Hmm.. usually it is advised to nofollow those kind of links. However, as your main corporate site links always to the same places (how many external sites?) there shouldn't be any problem, still it wouldn't hurt to nofollow them to avoid any penalty.
Sorry, I do not provide SEO services/consulting. If you are looking for a SEO, you can search in the recommended companies section: http://moz.com/article/recommended
I only contribute here as a hobby and a way to learn more every day
Having a link in the image linking to it's own file does not help your image to get indexed faster or added to a sitemap, at least not that I know of.
In my blog, I don't have the images linking to their file and they are indexed just fine, plus added to the image sitemap that is being generated by "xml-sitemaps" automated script.
Having the image file redirecting to the page having the post is actually serving users with different content that what Google may see, hence the penalty of the image mismatch. If Google offers a link the the image, it should load the image. That's why they also offer link to the page or clicking the image links to the page where the image is. You can read more on the "Image Mismatch" penalty here: https://support.google.com/webmasters/answer/3394137
The "page" you see only the image is the image file itself, there's no page there, just the file.
Wordpress does that by default but you can simply change that default to other options they offer and it is "saved" as the default, like no link, link to another page, etc.
The only benefit of having the link to the image file is that usually images are scaled to fit into posts, and therefore someone may want to see the image in its full size, hence the link to the image file. There are also other ways to deal with that like lightboxes to display images.
You could redirect the image to the page where the image is, but that requires some coding (detecting from where your image is being requested, etc.). Doing that may also carry a penalty from Google (recently announced) called "Image mismatch".

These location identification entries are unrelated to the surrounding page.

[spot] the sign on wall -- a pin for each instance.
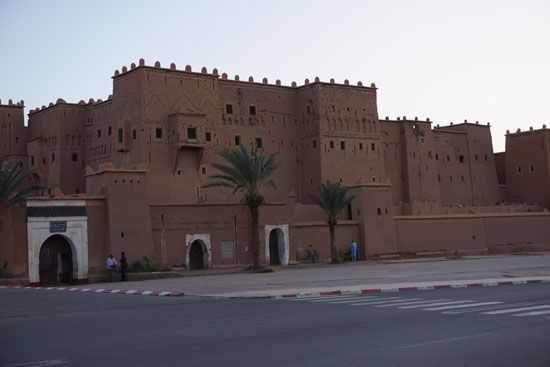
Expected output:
(58, 226)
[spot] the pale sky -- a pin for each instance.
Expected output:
(447, 60)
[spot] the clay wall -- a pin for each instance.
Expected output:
(528, 167)
(13, 133)
(470, 232)
(61, 126)
(224, 223)
(13, 240)
(453, 167)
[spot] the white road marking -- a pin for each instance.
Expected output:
(461, 306)
(214, 320)
(376, 302)
(351, 300)
(533, 313)
(435, 304)
(513, 310)
(334, 299)
(496, 307)
(442, 341)
(52, 362)
(398, 303)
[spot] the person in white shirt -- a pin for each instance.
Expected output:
(112, 266)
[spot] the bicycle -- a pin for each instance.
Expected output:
(311, 255)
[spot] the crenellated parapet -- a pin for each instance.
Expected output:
(237, 78)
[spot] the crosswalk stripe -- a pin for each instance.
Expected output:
(336, 299)
(411, 303)
(461, 306)
(496, 307)
(435, 304)
(512, 310)
(376, 302)
(396, 302)
(533, 313)
(354, 300)
(311, 298)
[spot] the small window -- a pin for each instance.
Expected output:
(191, 133)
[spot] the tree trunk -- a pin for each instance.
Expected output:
(254, 211)
(333, 252)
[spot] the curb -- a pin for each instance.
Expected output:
(100, 290)
(384, 290)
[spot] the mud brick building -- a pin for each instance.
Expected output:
(126, 174)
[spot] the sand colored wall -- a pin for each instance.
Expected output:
(470, 232)
(13, 240)
(528, 166)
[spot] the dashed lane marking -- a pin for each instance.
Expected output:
(461, 306)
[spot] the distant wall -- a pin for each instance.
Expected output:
(470, 232)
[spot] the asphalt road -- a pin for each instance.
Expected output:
(500, 326)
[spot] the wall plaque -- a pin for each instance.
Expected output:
(58, 226)
(228, 249)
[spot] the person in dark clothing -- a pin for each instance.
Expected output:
(123, 267)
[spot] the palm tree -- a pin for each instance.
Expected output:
(332, 199)
(247, 173)
(12, 177)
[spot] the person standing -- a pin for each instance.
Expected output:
(123, 267)
(111, 267)
(353, 251)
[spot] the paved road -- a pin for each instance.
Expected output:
(501, 326)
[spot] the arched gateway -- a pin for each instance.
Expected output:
(57, 235)
(56, 261)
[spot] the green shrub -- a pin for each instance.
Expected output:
(4, 271)
(146, 265)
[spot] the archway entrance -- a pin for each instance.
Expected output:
(274, 258)
(198, 255)
(55, 261)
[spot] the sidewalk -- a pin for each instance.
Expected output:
(349, 278)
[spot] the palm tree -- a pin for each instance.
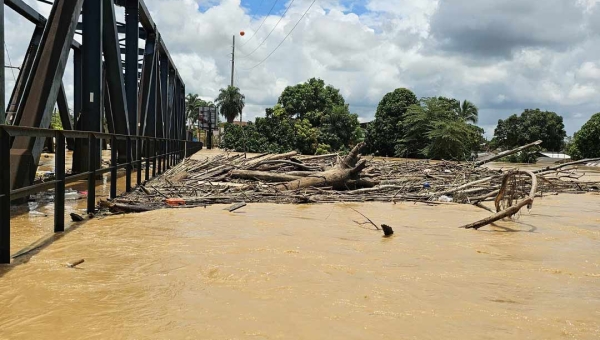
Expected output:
(230, 102)
(467, 111)
(192, 104)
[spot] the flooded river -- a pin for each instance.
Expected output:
(310, 272)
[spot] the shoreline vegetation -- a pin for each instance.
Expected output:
(290, 178)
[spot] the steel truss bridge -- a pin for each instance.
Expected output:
(134, 91)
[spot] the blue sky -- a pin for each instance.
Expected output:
(503, 55)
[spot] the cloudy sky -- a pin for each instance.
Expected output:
(503, 55)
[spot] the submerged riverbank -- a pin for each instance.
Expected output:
(288, 271)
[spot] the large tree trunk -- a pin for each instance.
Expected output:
(347, 169)
(510, 211)
(508, 153)
(262, 176)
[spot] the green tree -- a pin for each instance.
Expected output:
(192, 104)
(467, 111)
(312, 96)
(433, 129)
(586, 141)
(530, 126)
(383, 132)
(230, 103)
(320, 122)
(339, 128)
(56, 123)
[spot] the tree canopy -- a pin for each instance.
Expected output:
(436, 128)
(230, 103)
(586, 141)
(383, 132)
(192, 104)
(528, 127)
(313, 96)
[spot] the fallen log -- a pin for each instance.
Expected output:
(507, 153)
(510, 211)
(236, 206)
(263, 176)
(348, 168)
(123, 208)
(557, 167)
(281, 161)
(271, 158)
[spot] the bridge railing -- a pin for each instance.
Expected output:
(159, 154)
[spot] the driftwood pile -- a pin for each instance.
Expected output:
(292, 178)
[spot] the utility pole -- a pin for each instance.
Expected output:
(232, 59)
(233, 67)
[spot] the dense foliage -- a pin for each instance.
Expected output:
(586, 141)
(193, 103)
(530, 126)
(387, 127)
(432, 127)
(439, 128)
(230, 103)
(310, 118)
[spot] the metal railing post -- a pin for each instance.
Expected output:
(154, 154)
(91, 201)
(147, 172)
(4, 197)
(129, 165)
(113, 164)
(59, 187)
(138, 145)
(159, 155)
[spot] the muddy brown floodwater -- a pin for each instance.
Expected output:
(310, 272)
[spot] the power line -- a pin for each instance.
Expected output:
(262, 23)
(293, 28)
(274, 27)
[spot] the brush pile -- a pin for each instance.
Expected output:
(292, 178)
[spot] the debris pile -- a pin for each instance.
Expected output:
(292, 178)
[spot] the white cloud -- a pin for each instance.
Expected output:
(388, 44)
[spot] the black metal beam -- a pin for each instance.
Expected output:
(63, 111)
(42, 88)
(171, 104)
(121, 29)
(19, 88)
(164, 76)
(26, 11)
(131, 63)
(32, 15)
(146, 18)
(108, 109)
(92, 85)
(124, 51)
(114, 74)
(146, 82)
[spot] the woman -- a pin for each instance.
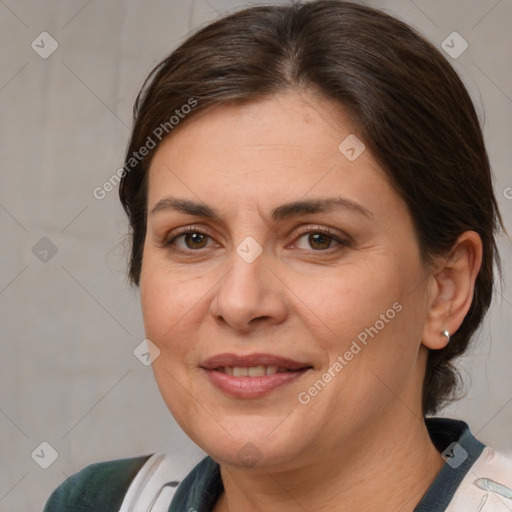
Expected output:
(313, 228)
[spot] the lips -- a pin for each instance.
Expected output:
(254, 375)
(252, 360)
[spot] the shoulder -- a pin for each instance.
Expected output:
(488, 484)
(97, 487)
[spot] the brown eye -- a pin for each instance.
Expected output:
(194, 240)
(321, 239)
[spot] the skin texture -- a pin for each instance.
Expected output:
(360, 443)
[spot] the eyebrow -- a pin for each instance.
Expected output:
(282, 212)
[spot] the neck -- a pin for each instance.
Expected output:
(388, 468)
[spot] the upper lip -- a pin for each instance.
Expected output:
(234, 360)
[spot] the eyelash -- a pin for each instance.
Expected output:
(319, 230)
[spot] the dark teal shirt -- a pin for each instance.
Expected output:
(101, 487)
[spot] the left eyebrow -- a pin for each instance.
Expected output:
(282, 212)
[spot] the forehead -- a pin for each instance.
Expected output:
(272, 151)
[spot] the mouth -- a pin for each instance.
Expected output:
(252, 376)
(254, 371)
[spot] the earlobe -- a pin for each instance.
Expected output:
(452, 290)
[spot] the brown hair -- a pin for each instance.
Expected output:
(409, 105)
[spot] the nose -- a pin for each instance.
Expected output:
(250, 294)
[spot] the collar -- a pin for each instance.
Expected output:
(202, 487)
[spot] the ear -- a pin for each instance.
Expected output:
(451, 290)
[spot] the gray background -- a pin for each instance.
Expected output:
(70, 324)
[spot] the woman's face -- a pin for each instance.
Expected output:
(256, 279)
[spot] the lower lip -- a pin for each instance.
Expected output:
(251, 387)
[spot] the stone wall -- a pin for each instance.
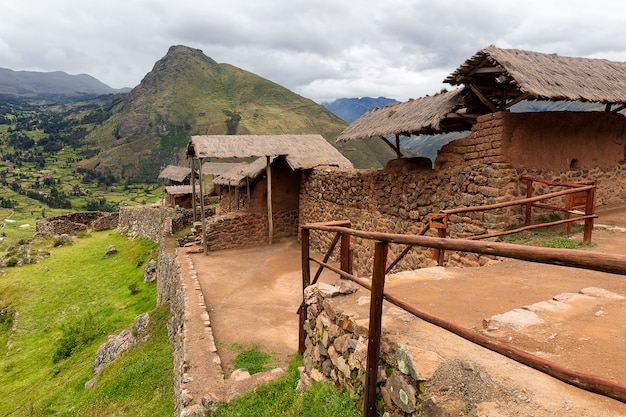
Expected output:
(399, 202)
(244, 228)
(149, 222)
(336, 350)
(77, 222)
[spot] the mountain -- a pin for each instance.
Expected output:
(32, 83)
(188, 93)
(350, 109)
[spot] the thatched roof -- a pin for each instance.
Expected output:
(175, 173)
(300, 151)
(539, 76)
(237, 175)
(217, 168)
(180, 189)
(426, 115)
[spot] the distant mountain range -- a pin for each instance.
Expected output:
(350, 109)
(32, 83)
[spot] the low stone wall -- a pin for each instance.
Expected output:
(77, 222)
(149, 222)
(244, 228)
(336, 350)
(399, 202)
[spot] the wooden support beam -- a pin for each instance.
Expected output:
(482, 98)
(193, 189)
(270, 220)
(306, 281)
(204, 244)
(375, 328)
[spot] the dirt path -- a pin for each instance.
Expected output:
(251, 296)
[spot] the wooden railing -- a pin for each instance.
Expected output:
(577, 196)
(343, 232)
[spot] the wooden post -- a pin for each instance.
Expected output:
(346, 254)
(375, 328)
(204, 246)
(270, 220)
(529, 205)
(193, 189)
(590, 208)
(306, 281)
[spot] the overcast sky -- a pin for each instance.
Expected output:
(320, 49)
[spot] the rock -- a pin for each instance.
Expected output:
(241, 374)
(402, 393)
(345, 286)
(110, 251)
(601, 293)
(91, 383)
(419, 363)
(516, 319)
(149, 271)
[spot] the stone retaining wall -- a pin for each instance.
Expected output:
(73, 223)
(244, 228)
(336, 350)
(399, 202)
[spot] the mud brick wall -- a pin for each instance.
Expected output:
(243, 228)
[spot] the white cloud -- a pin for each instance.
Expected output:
(323, 50)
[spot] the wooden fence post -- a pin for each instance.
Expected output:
(306, 281)
(590, 205)
(346, 253)
(375, 328)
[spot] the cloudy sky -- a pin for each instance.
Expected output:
(321, 49)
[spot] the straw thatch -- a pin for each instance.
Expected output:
(238, 174)
(180, 189)
(300, 151)
(217, 168)
(175, 173)
(541, 76)
(426, 115)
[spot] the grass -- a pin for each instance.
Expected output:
(252, 359)
(66, 307)
(549, 237)
(279, 398)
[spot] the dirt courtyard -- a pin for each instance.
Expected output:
(252, 296)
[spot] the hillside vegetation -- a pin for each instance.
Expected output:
(55, 314)
(187, 93)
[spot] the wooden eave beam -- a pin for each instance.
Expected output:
(485, 100)
(392, 146)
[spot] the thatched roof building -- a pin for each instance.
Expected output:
(217, 168)
(495, 79)
(426, 115)
(239, 173)
(175, 173)
(300, 151)
(503, 77)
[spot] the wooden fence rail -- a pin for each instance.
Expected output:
(615, 264)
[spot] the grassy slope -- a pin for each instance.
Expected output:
(188, 93)
(79, 280)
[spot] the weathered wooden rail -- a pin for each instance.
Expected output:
(577, 196)
(615, 264)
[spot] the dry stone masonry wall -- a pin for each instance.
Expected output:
(399, 202)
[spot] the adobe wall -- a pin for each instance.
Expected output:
(483, 168)
(556, 141)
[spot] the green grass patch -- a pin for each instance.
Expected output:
(66, 306)
(252, 359)
(280, 398)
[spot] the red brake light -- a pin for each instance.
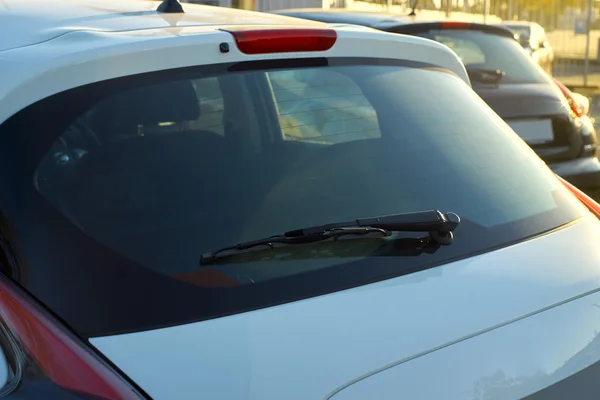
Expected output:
(454, 25)
(283, 40)
(575, 106)
(584, 198)
(56, 351)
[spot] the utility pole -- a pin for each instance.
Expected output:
(486, 10)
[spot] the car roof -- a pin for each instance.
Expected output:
(520, 24)
(28, 22)
(388, 22)
(366, 18)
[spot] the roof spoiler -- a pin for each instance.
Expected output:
(413, 8)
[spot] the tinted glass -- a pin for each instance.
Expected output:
(483, 51)
(120, 186)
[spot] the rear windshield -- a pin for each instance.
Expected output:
(522, 31)
(117, 188)
(489, 52)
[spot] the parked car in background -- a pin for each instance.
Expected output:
(532, 37)
(502, 74)
(218, 204)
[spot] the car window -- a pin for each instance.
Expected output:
(490, 52)
(323, 106)
(119, 187)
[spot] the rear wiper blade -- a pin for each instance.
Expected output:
(439, 226)
(485, 75)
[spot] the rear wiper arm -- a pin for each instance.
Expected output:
(439, 226)
(485, 75)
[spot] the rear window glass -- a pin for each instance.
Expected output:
(482, 51)
(121, 186)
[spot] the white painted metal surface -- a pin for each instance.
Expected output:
(477, 313)
(104, 47)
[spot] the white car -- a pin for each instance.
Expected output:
(172, 228)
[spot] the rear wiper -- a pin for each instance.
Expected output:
(485, 75)
(439, 226)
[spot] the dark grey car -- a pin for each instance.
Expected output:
(509, 81)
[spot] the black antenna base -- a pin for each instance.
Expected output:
(170, 7)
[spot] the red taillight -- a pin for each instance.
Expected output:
(283, 40)
(584, 198)
(454, 25)
(573, 104)
(60, 355)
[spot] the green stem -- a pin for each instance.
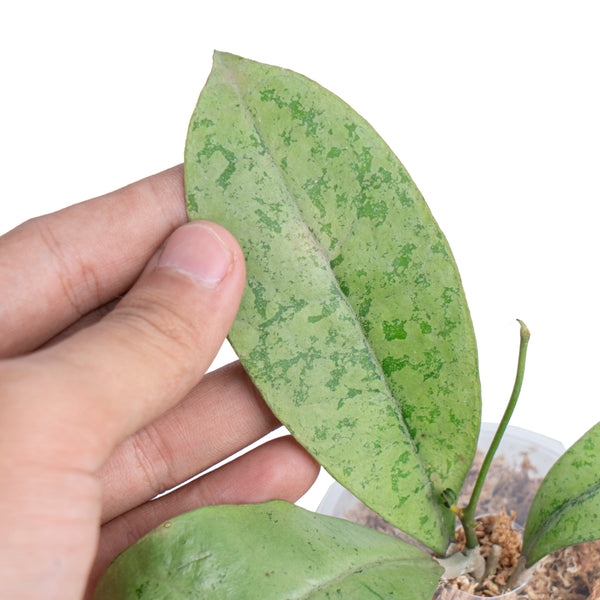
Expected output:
(467, 515)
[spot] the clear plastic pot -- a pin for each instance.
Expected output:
(520, 464)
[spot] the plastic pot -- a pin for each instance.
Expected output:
(521, 462)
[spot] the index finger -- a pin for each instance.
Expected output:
(56, 268)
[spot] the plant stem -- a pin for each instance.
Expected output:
(467, 515)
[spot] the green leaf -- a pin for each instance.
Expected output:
(566, 508)
(354, 325)
(267, 551)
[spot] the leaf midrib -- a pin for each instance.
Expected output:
(354, 570)
(549, 522)
(235, 84)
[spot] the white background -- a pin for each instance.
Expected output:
(492, 107)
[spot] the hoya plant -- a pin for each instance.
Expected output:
(355, 328)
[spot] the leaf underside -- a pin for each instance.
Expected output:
(353, 325)
(267, 552)
(566, 508)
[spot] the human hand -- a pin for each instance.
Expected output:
(103, 403)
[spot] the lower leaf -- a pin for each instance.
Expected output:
(270, 551)
(566, 509)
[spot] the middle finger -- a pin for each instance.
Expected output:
(222, 415)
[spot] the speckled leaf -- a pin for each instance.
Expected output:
(354, 324)
(566, 508)
(271, 551)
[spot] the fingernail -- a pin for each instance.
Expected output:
(198, 251)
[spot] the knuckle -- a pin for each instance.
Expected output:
(151, 455)
(161, 323)
(78, 280)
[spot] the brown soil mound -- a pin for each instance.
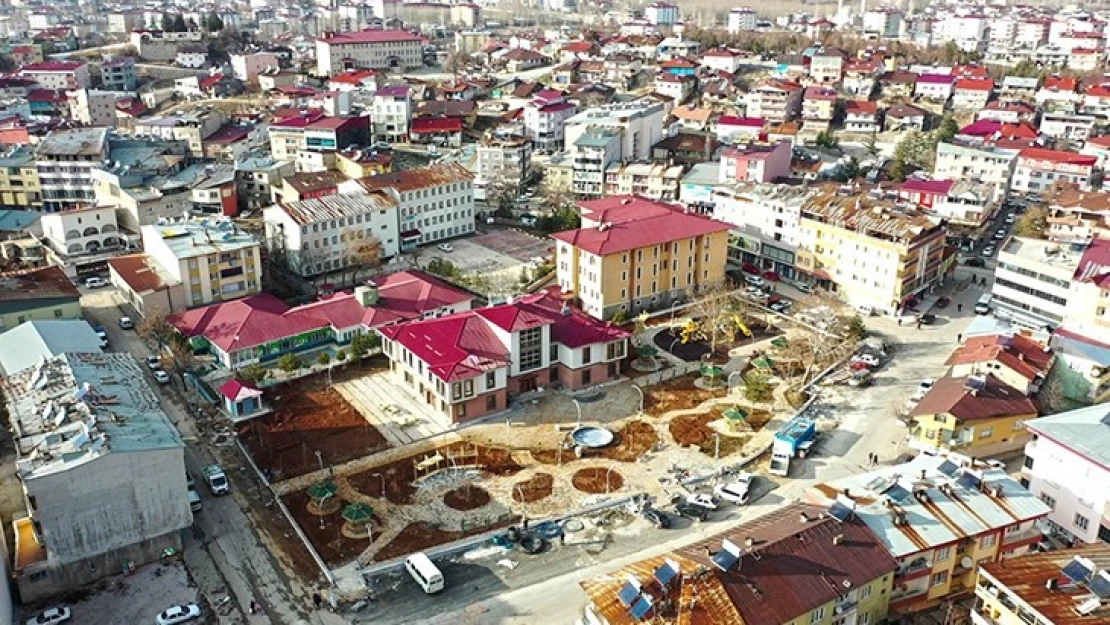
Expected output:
(540, 486)
(593, 480)
(466, 497)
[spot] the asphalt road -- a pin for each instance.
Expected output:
(545, 588)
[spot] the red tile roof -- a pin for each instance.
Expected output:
(1057, 157)
(466, 344)
(262, 319)
(1021, 354)
(956, 396)
(633, 222)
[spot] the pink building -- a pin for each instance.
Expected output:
(755, 162)
(470, 364)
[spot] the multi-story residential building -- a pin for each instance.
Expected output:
(776, 100)
(638, 124)
(334, 233)
(795, 565)
(503, 161)
(544, 120)
(883, 22)
(1038, 169)
(19, 179)
(742, 19)
(1059, 587)
(1068, 466)
(81, 420)
(258, 178)
(337, 52)
(261, 329)
(634, 254)
(755, 162)
(1015, 359)
(92, 108)
(1033, 281)
(982, 163)
(66, 76)
(939, 517)
(214, 262)
(468, 364)
(655, 181)
(978, 415)
(897, 253)
(64, 160)
(765, 224)
(41, 293)
(118, 74)
(434, 202)
(391, 112)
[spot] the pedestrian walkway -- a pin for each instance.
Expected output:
(393, 409)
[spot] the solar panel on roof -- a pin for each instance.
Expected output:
(1079, 570)
(643, 606)
(725, 560)
(948, 467)
(897, 493)
(839, 512)
(969, 481)
(1100, 585)
(666, 572)
(628, 594)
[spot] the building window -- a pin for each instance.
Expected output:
(1081, 522)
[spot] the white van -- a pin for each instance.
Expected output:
(982, 306)
(425, 573)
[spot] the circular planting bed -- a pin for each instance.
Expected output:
(593, 480)
(466, 497)
(538, 486)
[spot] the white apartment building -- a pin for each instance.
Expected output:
(64, 160)
(638, 122)
(1068, 466)
(978, 163)
(1033, 281)
(326, 234)
(214, 261)
(884, 22)
(92, 108)
(1037, 169)
(740, 19)
(766, 220)
(434, 202)
(545, 118)
(369, 49)
(81, 231)
(391, 111)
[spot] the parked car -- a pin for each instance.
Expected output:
(738, 491)
(692, 511)
(704, 500)
(177, 614)
(49, 617)
(656, 517)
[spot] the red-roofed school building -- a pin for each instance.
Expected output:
(635, 254)
(468, 364)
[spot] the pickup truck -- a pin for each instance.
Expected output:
(217, 481)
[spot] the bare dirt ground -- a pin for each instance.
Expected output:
(309, 421)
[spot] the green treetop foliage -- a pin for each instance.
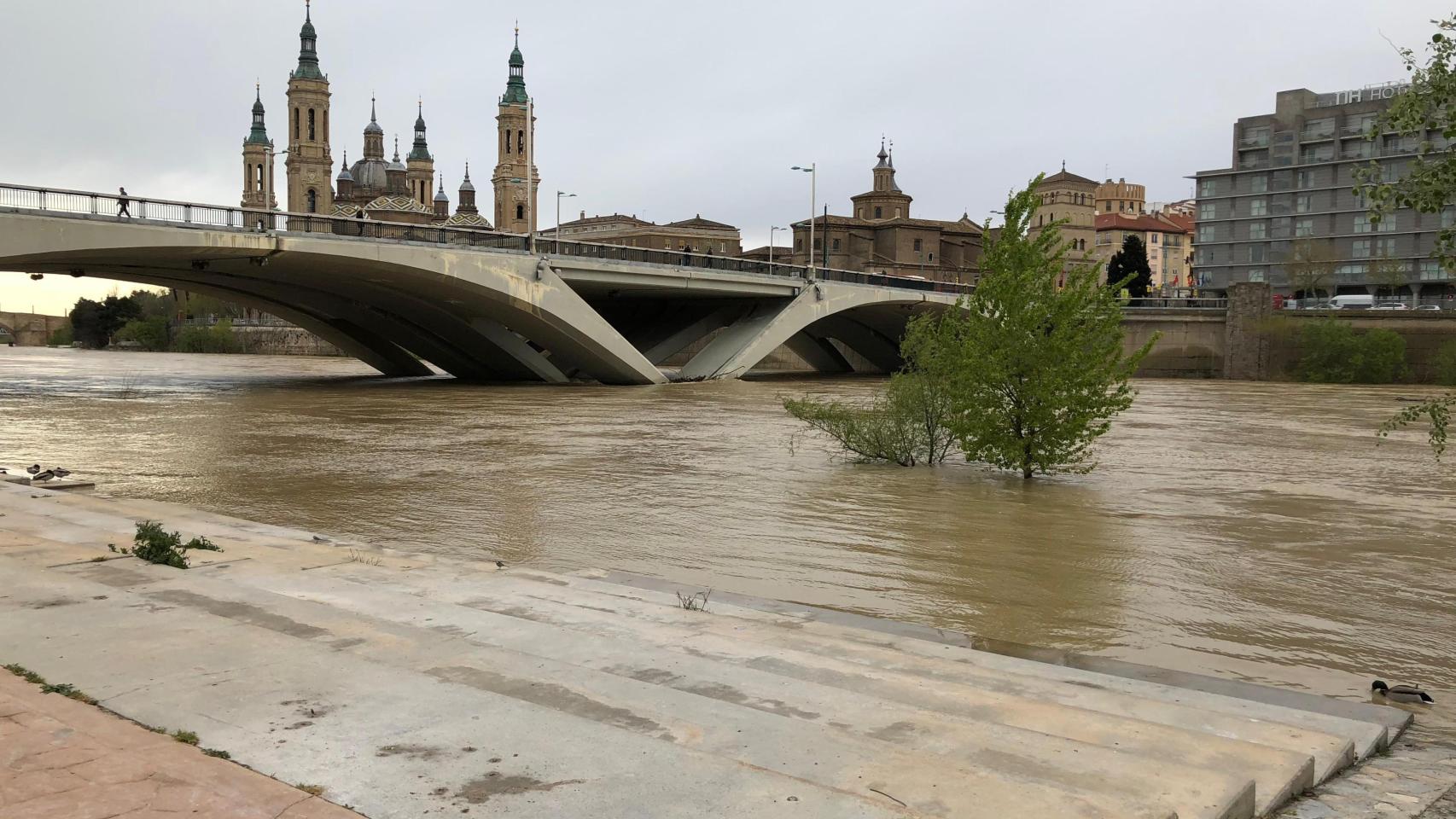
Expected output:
(1426, 111)
(1130, 264)
(1021, 375)
(94, 323)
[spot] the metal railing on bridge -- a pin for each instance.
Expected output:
(142, 208)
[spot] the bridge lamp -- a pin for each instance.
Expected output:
(559, 197)
(771, 241)
(812, 172)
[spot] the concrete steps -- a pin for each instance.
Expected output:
(1033, 678)
(942, 717)
(420, 684)
(896, 677)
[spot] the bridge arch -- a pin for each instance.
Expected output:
(865, 319)
(501, 315)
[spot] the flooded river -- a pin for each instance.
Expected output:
(1243, 530)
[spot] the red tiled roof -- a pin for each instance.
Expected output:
(1144, 223)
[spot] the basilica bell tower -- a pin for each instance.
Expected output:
(515, 177)
(311, 165)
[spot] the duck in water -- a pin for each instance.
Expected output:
(1401, 693)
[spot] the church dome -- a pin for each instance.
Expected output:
(370, 173)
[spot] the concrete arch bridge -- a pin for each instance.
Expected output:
(476, 305)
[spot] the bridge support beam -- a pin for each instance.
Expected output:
(772, 323)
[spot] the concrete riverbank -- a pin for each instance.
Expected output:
(408, 684)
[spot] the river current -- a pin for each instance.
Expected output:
(1245, 530)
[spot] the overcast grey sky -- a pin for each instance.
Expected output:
(666, 109)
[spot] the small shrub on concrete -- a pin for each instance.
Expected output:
(693, 602)
(156, 544)
(1443, 365)
(1337, 354)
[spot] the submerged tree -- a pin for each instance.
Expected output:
(1022, 375)
(1130, 265)
(1043, 369)
(1426, 111)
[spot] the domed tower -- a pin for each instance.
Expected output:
(441, 202)
(309, 160)
(258, 183)
(396, 175)
(886, 200)
(344, 183)
(421, 165)
(466, 194)
(515, 179)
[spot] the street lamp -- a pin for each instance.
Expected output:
(559, 197)
(812, 172)
(268, 192)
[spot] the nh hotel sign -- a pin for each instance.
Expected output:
(1369, 93)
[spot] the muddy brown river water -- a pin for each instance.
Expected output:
(1243, 530)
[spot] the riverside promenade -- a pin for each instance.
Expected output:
(406, 685)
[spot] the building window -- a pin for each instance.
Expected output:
(1431, 271)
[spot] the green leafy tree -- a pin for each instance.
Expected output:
(94, 323)
(149, 334)
(1130, 265)
(1426, 113)
(1336, 354)
(1022, 375)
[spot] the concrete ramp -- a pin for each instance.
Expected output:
(411, 685)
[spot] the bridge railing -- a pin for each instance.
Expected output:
(115, 206)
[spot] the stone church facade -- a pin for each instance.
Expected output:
(375, 187)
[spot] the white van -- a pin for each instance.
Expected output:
(1352, 303)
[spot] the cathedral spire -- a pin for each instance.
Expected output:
(420, 150)
(515, 84)
(307, 47)
(259, 134)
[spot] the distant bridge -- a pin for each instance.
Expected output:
(29, 329)
(478, 305)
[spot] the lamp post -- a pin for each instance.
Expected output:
(268, 194)
(559, 197)
(812, 172)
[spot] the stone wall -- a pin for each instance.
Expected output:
(1190, 342)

There's no "best practice" here, the best is what you consider best for each image. Take the image scaling example I mentioned, say you post an infographic, perhaps the image is much larger than the size you have available, so it makes sense linking to the image file, so the user can see the infographic in its full size.
Hope that helps!
PRWeb is the best one i my opinion. But almost all Press Release sites have gone nofollow (within their site and distribution network), so you won't get any link juice from them, if that is what you were looking.
However, that doesn't mean you can't get some links organically by others sharing the news, etc.
Hope that helps.
OSE doesn't scrape the entire Web, only portion of it. It takes a lot of resources to scrape the entire Web for links, however, the main ones, those that aren't that "hidden" are easily found by OSE.
Hey Daniel,
The canonical should point on every possible filtering to the main page without any filter.
Check the following Q&A from Yesterday: http://moz.com/community/q/canonicalization-w-search-and-filter-operators-parameters
Hope that helps.
Hmmm.. not necessarily. You can use that domain and not being penalized by the EMD algo. You could be in a problem if you did all the link building with the same keyword, exposing the targeted keyword, but as long as you keep it clean, I guess you are safe.
The EMD update I think targets more to those using every possible EMD domain and redirecting it to their site (brandname-key1.com / brandname-key2.com / etc.).
Not necessarily, unless you already have something built and with enough authority on henryjewelers.com
apple computer - apple.com
abercrombie & fitch - abercrombie.com
Tiffany & Company - tiffany.com
etc.
Reports are exported as PDF, so you can't edit the text directly. However, there are some tools that allow you to edit PDF files as if they were DOC files, for example NitroPDF (it's not free, but is worth it. And they offer a free trial I think).